Sunday 27 July – Titchfield Haven and Farlington

Titchfield Haven is a wetland reserve on the Solent not far from Fareham. The reserve has several good hides and a range of habitats; salt/brackish water, fresh water, reed beds, wet pasture and woodland. The weather was warm and sunny with some cloud cover and light winds.. Tern breeding platforms held a few Common terns, a Little Egret, Black -headed Gull, Oystercatcher and a group of Turnstones pushed up by the rising tide. Reed Warbler and Sedge Warbler were visible in the reeds around the edge of the pool. Just inside the reserve itself is a raised platform looking over the reed beds where we saw more Reed/Sedge Warblers and two Bearded Tits in quick succession flying across the bed, the second making the characteristic pinging call. Linnet were on the blackthorn bushes. From the first hide there were Common Sandpiper, Godwit, Gadwall, a Fulvous Whistling- Duck (a tropical duck most likely an escapee, so we are not counting that), Avocet, Shoveler and Dunlin.
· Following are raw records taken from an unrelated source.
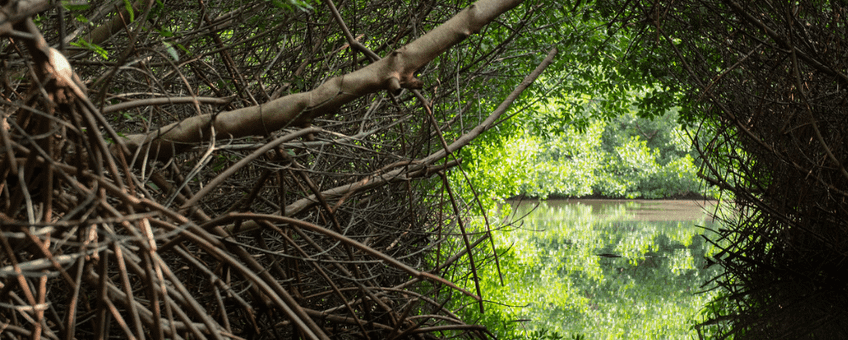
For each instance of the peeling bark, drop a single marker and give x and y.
(392, 73)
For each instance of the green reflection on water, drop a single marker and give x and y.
(607, 270)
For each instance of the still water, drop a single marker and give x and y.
(607, 269)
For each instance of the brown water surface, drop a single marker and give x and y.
(645, 210)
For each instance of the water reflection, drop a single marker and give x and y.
(609, 269)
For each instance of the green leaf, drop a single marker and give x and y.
(75, 5)
(171, 51)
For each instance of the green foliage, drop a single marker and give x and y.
(626, 157)
(91, 47)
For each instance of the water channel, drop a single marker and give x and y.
(606, 269)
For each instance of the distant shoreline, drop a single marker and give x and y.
(682, 197)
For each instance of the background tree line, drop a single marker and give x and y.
(254, 168)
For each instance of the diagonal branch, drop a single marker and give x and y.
(393, 73)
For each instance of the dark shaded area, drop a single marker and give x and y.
(765, 86)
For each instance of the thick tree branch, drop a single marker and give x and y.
(392, 73)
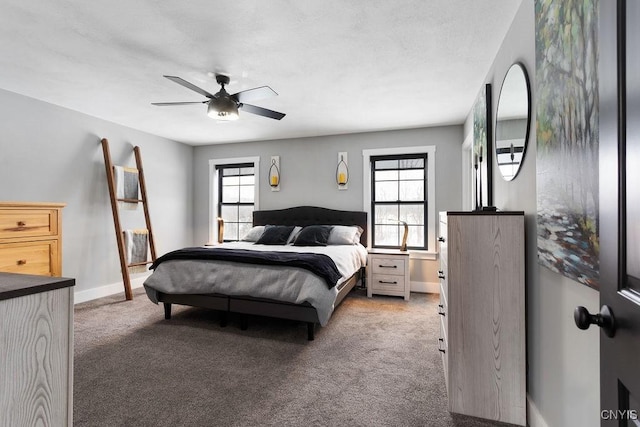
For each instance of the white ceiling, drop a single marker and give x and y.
(338, 67)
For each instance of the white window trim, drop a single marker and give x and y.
(431, 192)
(213, 188)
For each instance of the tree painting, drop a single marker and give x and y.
(481, 153)
(567, 137)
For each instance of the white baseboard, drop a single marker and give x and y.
(425, 287)
(534, 416)
(106, 290)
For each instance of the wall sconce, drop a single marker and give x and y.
(274, 173)
(342, 171)
(220, 230)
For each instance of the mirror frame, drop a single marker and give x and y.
(523, 69)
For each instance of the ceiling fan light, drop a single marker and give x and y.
(222, 109)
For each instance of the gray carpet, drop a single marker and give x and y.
(375, 364)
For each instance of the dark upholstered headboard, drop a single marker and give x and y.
(312, 215)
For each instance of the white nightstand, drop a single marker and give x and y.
(388, 273)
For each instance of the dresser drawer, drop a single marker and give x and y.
(388, 266)
(19, 223)
(443, 349)
(30, 257)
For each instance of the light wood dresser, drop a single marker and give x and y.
(482, 313)
(36, 350)
(31, 238)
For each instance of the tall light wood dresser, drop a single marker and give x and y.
(31, 238)
(36, 318)
(482, 313)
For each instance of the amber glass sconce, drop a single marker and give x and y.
(342, 171)
(274, 173)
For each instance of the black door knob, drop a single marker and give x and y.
(604, 319)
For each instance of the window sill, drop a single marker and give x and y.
(427, 255)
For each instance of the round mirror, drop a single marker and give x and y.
(512, 121)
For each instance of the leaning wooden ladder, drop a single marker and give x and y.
(124, 265)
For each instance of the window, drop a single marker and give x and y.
(234, 196)
(398, 188)
(236, 203)
(401, 188)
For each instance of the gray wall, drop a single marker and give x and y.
(308, 173)
(52, 154)
(563, 361)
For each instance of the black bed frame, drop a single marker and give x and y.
(302, 216)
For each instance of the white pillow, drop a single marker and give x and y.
(254, 234)
(344, 235)
(294, 234)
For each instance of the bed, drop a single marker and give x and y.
(287, 291)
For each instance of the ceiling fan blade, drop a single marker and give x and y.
(188, 85)
(167, 104)
(253, 94)
(261, 111)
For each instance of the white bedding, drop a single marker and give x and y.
(289, 284)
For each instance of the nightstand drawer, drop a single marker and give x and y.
(388, 283)
(388, 266)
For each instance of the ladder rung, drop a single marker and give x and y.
(135, 264)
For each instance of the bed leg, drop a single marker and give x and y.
(224, 319)
(311, 329)
(244, 322)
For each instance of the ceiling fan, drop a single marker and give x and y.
(222, 105)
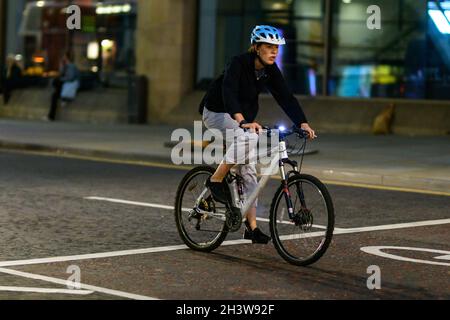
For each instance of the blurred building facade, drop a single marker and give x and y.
(182, 45)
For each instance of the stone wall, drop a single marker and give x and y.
(166, 46)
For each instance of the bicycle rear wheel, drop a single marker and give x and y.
(304, 239)
(201, 222)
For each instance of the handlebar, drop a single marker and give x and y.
(284, 133)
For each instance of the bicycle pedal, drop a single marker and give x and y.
(234, 219)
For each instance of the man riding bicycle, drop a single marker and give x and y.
(232, 103)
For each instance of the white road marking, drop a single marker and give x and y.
(226, 243)
(165, 207)
(396, 226)
(378, 252)
(447, 257)
(91, 256)
(338, 231)
(82, 285)
(46, 290)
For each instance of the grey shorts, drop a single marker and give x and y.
(241, 141)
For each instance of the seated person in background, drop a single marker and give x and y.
(12, 78)
(66, 85)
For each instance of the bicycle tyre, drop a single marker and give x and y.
(279, 196)
(218, 240)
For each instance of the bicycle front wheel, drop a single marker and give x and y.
(201, 222)
(304, 236)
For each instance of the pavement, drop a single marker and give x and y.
(397, 162)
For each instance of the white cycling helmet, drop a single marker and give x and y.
(267, 34)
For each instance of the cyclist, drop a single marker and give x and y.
(232, 103)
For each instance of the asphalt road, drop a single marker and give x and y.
(45, 214)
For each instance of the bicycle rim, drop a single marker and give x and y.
(200, 231)
(305, 239)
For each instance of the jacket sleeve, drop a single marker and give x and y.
(278, 88)
(230, 87)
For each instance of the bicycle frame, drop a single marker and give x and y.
(280, 159)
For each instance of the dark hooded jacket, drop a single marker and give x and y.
(237, 90)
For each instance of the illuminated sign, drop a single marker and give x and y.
(441, 18)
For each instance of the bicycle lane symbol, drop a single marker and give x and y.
(437, 260)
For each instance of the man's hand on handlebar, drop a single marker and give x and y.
(253, 127)
(309, 130)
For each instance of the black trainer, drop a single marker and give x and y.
(248, 233)
(259, 237)
(218, 191)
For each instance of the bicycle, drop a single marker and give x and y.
(301, 226)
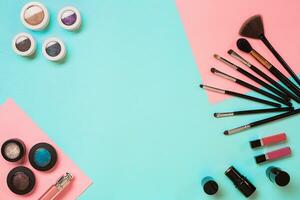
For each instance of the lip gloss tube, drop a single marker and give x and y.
(57, 188)
(273, 155)
(268, 141)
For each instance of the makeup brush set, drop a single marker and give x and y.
(279, 94)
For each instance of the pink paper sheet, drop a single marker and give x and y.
(212, 26)
(14, 123)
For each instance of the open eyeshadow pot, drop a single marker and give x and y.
(23, 44)
(69, 18)
(13, 150)
(35, 16)
(42, 156)
(21, 180)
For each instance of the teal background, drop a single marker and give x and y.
(126, 107)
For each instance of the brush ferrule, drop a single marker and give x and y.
(239, 129)
(219, 115)
(230, 64)
(261, 59)
(226, 76)
(213, 89)
(240, 58)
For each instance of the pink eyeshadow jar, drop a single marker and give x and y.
(35, 16)
(24, 44)
(13, 150)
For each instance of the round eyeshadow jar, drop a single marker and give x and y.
(54, 49)
(20, 180)
(23, 44)
(69, 18)
(42, 156)
(13, 150)
(35, 16)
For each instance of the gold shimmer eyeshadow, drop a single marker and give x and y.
(34, 15)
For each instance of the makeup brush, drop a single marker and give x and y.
(261, 122)
(243, 96)
(254, 28)
(263, 75)
(247, 112)
(245, 46)
(249, 86)
(252, 77)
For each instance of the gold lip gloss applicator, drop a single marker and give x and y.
(57, 188)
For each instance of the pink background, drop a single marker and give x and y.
(14, 123)
(212, 26)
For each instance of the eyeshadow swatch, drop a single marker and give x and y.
(68, 17)
(34, 15)
(53, 48)
(23, 43)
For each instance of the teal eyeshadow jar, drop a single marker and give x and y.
(43, 156)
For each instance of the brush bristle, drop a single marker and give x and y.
(253, 27)
(244, 45)
(230, 51)
(217, 56)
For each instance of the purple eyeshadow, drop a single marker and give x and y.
(69, 17)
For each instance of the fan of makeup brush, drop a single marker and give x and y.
(254, 28)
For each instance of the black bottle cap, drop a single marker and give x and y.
(210, 187)
(255, 143)
(241, 182)
(276, 175)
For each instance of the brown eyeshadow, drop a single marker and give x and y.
(34, 15)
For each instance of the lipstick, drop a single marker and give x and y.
(240, 182)
(268, 141)
(278, 176)
(57, 188)
(273, 155)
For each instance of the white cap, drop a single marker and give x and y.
(27, 49)
(69, 18)
(54, 49)
(35, 16)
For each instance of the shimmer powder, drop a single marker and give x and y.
(23, 44)
(69, 18)
(54, 49)
(20, 180)
(13, 150)
(42, 156)
(35, 16)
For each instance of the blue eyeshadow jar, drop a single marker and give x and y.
(42, 156)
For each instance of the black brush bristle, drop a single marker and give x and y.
(244, 45)
(253, 27)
Walking further round the reserve we could hear Water Rail in the reeds and finally spotted one skulking at the edge of the reed bed, a first for Jane’s year list. A walk through the woodland part of the reserve produced Blue Tit, Tree Creeper, a family of juvenile Goldcrest, a Great Spotted Woodpecker (and a Green Woodpecker calling from behind us), a family of Coal Tits, Chiffchaff, Robins, Wren and Blackbird. A hide overlooking a wet pasture produced Canada Geese, the only Swallow of the day and a soaring Buzzard.  On to Farlington, another coastal wetland just across the water from the NE corner of Portsea Island (Portsmouth). One entrance to the reserve is closed until September because of repair works so we had to use our imagination to get in. An open pool a short way into the reserve held a good number of Godwit, large flocks of Oystercatcher and Redshank, Greenshank, Grey Plover, Dunlin, Egret, Avocet, Shelduck with Reed and Sedge Warbler round the edge. At some unseen signal a large, mixed group of waders took off, passed over our heads and flew to the emerging mud flats off shore. We (i.e. Jane) were convinced the godwits were both Black and Bar- tailed. A glimpse of them in flight confirmed both kinds. A group of six juvenile Bearded Tits appeared in the reeds on the far side of the pool and a Kingfisher flashed by (twice).We saw two Red Kites around Newbury on the way down and three more Buzzards on the way back, but no other raptors. Around 60 species in total.